The Black Phone 2 Analysis – Successful Horror Follow-up Lumbers Toward Nightmare on Elm Street
Coming as the re-activated master of horror machine was persistently generating adaptations, quality be damned, The Black Phone felt like a sloppy admiration piece. Set against a 1970s small town setting, young performers, psychic kids and twisted community predator, it was nearly parody and, comparable to the weakest King’s stories, it was also inelegantly overstuffed.
Interestingly the source was found within the household, as it was based on a short story from King’s son Joe Hill, expanded into a film that was a unexpected blockbuster. It was the story of the Grabber, a sadistic killer of children who would revel in elongating the process of killing. While sexual abuse was never mentioned, there was something clearly non-heteronormative about the character and the historical touchpoints/moral panics he was clearly supposed to refer to, emphasized by Ethan Hawke playing him with a distinctly flamboyant manner. But the film was too opaque to ever really admit that and even excluding that discomfort, it was too busily plotted and overly enamored with its exhaustingly grubby nastiness to work as anything more than an mindless scary movie material.
Follow-up Film's Debut Amidst Studio Struggles
The follow-up debuts as former horror hit-makers the production company are in critical demand for a hit. Recently they've faced challenges to make anything work, from the monster movie to the suspense story to Drop to the complete commercial failure of M3gan 2.0, and so significant pressure rests on whether Black Phone 2 can prove whether a short story can become a movie that can spawn a franchise. But there's a complication …
Ghostly Evolution
The initial movie finished with our protagonist Finn (the performer) defeating the antagonist, helped and guided by the apparitions of earlier casualties. It’s forced filmmaker Derrickson and his co-writer C Robert Cargill to advance the story and its antagonist toward fresh territory, transforming a human antagonist into a supernatural one, a route that takes them by way of Freddy's domain with an ability to cross back into reality enabled through nightmares. But different from the striped sweater villain, the Grabber is clearly unimaginative and entirely devoid of humour. The mask remains effectively jarring but the production fails to make him as terrifying as he temporarily seemed in the initial film, trapped by complicated and frequently unclear regulations.
Mountain Retreat Location
The main character and his annoyingly foul-mouthed sister Gwen (the performer) face him once more while trapped by snow at an alpine Christian camp for kids, the sequel also nodding toward Freddy’s one-time nemesis Jason Voorhees.
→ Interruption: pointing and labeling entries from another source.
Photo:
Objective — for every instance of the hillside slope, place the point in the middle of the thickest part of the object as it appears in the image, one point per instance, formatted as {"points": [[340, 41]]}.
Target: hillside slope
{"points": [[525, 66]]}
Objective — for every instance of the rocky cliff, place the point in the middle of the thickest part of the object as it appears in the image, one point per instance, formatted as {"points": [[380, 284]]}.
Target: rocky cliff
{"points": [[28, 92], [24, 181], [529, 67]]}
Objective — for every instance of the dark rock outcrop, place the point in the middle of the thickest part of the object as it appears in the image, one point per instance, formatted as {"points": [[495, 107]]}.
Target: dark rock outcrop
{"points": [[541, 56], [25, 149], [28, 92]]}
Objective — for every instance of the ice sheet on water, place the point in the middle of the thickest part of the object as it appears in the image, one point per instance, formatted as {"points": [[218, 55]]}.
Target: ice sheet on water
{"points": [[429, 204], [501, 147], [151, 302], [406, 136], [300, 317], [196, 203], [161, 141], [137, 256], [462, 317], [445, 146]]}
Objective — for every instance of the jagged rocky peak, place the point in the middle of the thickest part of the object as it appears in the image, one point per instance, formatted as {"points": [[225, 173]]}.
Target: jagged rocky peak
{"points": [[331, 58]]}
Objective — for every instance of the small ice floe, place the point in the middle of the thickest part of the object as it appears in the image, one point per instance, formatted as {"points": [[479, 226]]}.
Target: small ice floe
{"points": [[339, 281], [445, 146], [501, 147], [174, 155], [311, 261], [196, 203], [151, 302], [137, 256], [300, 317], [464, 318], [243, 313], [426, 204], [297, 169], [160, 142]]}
Gwen is guided there by a vision of her late mother and what could be their deceased villain's initial casualties while the brother, still attempting to process his anger and recently discovered defensive skills, is following so he can protect her. The script is excessively awkward in its contrived scene-setting, awkwardly requiring to maroon the main characters at a setting that will further contribute to histories of protagonist and antagonist, filling in details we didn’t really need or care to learn about. In what also feels like a more deliberate action to edge the film toward the same church-attending crowds that turned the Conjuring franchise into massive hits, the director includes a faith-based component, with virtue now more directly linked with the divine and paradise while evil symbolizes the devil and hell, religion the final defense against this type of antagonist.
Overloaded Plot
The consequence of these choices is further over-stack a franchise that was previously nearly collapsing, including superfluous difficulties to what ought to be a straightforward horror movie. Regularly I noticed too busy asking questions about the hows and whys of feasible and unfeasible occurrences to feel all that involved. It’s a low-lift effort for the actor, whose face we never really see but he maintains authentic charisma that’s typically lacking in other aspects in the acting team. The environment is at times impressively atmospheric but the majority of the consistently un-scary set-pieces are flawed by a rough cinematic quality to differentiate asleep and awake, an unsuccessful artistic decision that appears overly conscious and created to imitate the frightening randomness of living through a genuine night terror.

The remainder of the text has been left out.